Songdo zou heel goed het meest prominente signaal kunnen zijn dat we de opzet van het leven kunnen - en misschien moeten - veranderen. Steden zijn de plekken waar we op de meest actieve manier experimenteren met pogingen de planeet te redden van onszelf. De vroegere president van Amerika Bill Clinton bracht burgemeesters van veertig belangrijke steden bij elkaar om een netwerk op te zetten om zo goed mogelijk de uitstoot van broeikasgassen te verminderen. Verticale landbouw, al lange tijd en vogue in Tokio, breidt zich uit naar New York; het elektrische systeem voor massavervoer van Curitiba in Brazilië wordt gekopieerd in Noord-Amerika; Cisco plaatst sensoren in de verkeerslichten van Madrid om de binnenstad verkeersvrij te maken. Het consultancybedrijf McKinsey schatte dat als India de urbanisering doorzet op een eco-efficiënte manier dat niet alleen het land een stuk gezonder zal maken, maar bovendien de groei van het bruto binnenlands product met zo'n een tot anderhalf procentpunt zal doen toenemen.

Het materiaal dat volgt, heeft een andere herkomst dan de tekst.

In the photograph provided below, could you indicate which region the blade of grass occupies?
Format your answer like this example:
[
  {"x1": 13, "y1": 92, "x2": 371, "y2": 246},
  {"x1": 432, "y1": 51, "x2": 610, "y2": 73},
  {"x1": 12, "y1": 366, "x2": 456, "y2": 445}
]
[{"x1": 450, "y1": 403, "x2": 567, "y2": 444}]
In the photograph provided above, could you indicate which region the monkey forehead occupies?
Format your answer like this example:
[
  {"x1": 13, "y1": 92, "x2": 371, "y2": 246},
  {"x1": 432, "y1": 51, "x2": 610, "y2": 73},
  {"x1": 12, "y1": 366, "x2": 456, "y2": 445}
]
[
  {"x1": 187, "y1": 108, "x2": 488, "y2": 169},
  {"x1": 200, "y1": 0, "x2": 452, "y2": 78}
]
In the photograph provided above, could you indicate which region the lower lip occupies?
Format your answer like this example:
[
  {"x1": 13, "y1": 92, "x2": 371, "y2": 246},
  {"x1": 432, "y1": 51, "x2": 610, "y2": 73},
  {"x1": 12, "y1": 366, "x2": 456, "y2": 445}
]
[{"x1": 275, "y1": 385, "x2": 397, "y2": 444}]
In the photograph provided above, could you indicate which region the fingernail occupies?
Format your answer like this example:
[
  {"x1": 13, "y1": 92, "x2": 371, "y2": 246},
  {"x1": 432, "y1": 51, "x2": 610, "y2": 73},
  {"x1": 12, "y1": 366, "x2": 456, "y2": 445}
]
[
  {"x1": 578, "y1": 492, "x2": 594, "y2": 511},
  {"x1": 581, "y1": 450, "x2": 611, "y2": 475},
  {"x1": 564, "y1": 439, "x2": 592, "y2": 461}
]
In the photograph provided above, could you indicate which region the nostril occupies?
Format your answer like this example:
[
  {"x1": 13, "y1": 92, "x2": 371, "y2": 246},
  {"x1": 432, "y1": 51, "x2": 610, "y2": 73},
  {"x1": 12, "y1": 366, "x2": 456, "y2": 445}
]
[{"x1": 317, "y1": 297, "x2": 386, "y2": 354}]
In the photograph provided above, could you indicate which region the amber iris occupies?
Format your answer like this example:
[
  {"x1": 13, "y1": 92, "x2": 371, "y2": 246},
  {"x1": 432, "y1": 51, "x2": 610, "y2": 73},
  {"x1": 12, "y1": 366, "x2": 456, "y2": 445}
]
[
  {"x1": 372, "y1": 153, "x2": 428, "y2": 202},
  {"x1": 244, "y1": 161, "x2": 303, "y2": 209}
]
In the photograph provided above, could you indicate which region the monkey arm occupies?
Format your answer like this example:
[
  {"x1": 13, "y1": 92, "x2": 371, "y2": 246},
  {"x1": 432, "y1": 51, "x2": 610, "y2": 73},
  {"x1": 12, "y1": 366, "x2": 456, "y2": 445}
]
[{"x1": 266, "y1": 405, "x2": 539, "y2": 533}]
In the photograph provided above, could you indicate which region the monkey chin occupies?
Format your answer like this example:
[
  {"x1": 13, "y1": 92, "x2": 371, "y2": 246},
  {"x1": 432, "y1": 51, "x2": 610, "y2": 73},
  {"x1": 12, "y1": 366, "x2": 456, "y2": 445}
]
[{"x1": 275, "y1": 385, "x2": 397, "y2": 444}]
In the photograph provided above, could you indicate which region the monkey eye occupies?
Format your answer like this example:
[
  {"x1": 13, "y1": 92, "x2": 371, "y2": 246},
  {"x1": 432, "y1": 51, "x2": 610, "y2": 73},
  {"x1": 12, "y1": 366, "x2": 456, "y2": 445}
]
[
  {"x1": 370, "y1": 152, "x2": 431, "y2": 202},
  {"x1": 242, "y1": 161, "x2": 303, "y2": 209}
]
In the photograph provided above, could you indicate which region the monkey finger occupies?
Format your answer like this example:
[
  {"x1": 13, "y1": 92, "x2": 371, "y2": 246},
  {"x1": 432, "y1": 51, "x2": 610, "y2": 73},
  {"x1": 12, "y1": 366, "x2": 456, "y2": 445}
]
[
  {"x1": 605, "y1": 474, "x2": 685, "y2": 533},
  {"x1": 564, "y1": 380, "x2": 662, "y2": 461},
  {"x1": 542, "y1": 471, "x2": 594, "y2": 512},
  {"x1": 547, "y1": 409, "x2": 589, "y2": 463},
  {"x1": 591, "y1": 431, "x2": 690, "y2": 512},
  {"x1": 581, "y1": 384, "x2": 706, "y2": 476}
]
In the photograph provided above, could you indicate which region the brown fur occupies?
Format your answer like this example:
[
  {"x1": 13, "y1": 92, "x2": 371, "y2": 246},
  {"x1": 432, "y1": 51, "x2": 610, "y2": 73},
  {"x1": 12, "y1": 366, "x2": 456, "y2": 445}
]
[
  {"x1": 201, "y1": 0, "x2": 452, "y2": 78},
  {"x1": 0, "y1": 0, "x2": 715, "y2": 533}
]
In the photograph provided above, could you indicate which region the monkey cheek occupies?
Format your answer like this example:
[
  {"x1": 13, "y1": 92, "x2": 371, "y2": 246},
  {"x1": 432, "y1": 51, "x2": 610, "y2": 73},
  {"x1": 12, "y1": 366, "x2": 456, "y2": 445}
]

Op die manier kan een wereld van steden een cyclus in gang zetten van gezonde en vruchtbare concurrentie. Zoals de geograaf Jared Diamond heeft uitgelegd leidden de eeuwen van fragmentatie in Europa ertoe dat haar vele steden gingen concurreren om een voorsprong te krijgen op het gebied van innovatie - en vandaag delen ze die voordelen met elkaar, waardoor Europa op technologisch gebied de meest ontwikkelde transnationale zone op aarde is.
Wat er gebeurt in onze steden is, simpel gezegd, een stuk belangrijker dan wat er ergens anders gebeurt. Steden zijn de experimenteerlaboratoria van de wereld en derhalve een metafoor voor een onzekere tijd. Ze zijn zowel de kanker als het fundament van onze genetwerkte wereld, virus en antilichaam tegelijkertijd. Van klimaatverandering tot armoede en ongelijkheid, steden zijn het probleem - en de oplossing. Als we steden op een goede manier weten op te zetten kan dat het verschil betekenen tussen een mooie toekomst vol met HafenCity’s en Songdo’s - en een wereld die eruitziet als de donkerste uithoeken van Karachi en Mumbai.

Parag Khanna (1977) is senior research fellow van de New America Foundation en auteur van het binnenkort verschijnende How to Run the World.